Why Question Convolutions?
Convolutional Neural Networks succeed because of strong inductive biases: locality and translation equivariance. These assumptions work well for vision—but they also limit flexibility. Vision Transformers challenge this design by removing spatial bias entirely. My goal was not to beat CNN benchmarks, but to understand what vision models learn when we stop hard-coding assumptions and let attention discover structure from data.
From Pixels to Tokens
A Vision Transformer begins by converting an image into a sequence of fixed-size patches. Instead of explicitly slicing patches with loops, I used a mathematically equivalent and more efficient approach: a Conv2D layer with kernel size and stride equal to the patch size.
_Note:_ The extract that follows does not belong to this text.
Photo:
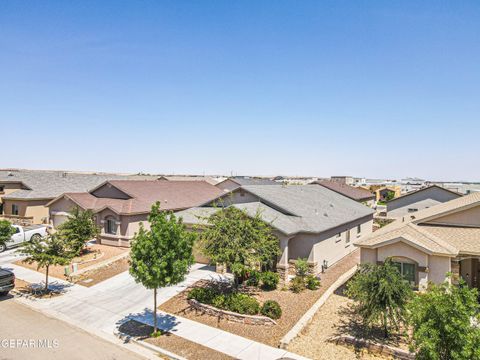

This single operation extracts patches and projects them into the embedding space using highly optimized GPU kernels.
Restoring Spatial Information
Unlike CNNs, Transformers have no built-in notion of spatial order. To compensate, I added learnable positional embeddings to each patch token. These embeddings allow the model to reason about relative spatial relationships while preserving the flexibility of attention-based processing.
Global Context from the First Layer
Self-attention allows every patch to interact with every other patch in a single layer. Unlike CNNs, which expand their receptive field gradually, ViTs model global relationships immediately. This means the model can directly associate distant regions—such as edges, textures, or object parts—without relying on depth alone.
Learning to Classify with a [CLS] Token
For image-level classification, I adopted the [CLS] token strategy from NLP Transformers. A learnable classification token is prepended to the patch sequence and participates in self-attention. Over training, it learns to aggregate information from all patches into a single representation used by the final MLP head.
Training Dynamics and Stability
Training ViTs from scratch is notoriously sensitive. I observed that careful weight initialization, learning-rate warmup, and proper normalization were essential for stable convergence. Without strong inductive biases, ViTs rely more heavily on data and optimization choices, reinforcing why large-scale pretraining is critical in production systems.
Due to limited compute and dataset scale, experiments were conducted on a reduced dataset, which clearly demonstrated how Vision Transformers rely heavily on data scale and regularization to generalize effectively.
What This Experiment Revealed
While my implementation was not designed to beat state-of-the-art CNNs, it confirmed key insights from the original paper: Vision Transformers trade inductive bias for flexibility. When data and compute are sufficient, attention-based models can match—and sometimes surpass—convolutional approaches by learning structure directly from data.
Key Takeaways
Building a Vision Transformer from scratch clarified how architectural assumptions shape learning behavior. CNNs encode strong priors; Transformers defer structure to data. This project strengthened my intuition around attention, optimization, and why modern vision systems increasingly combine both paradigms in hybrid architectures.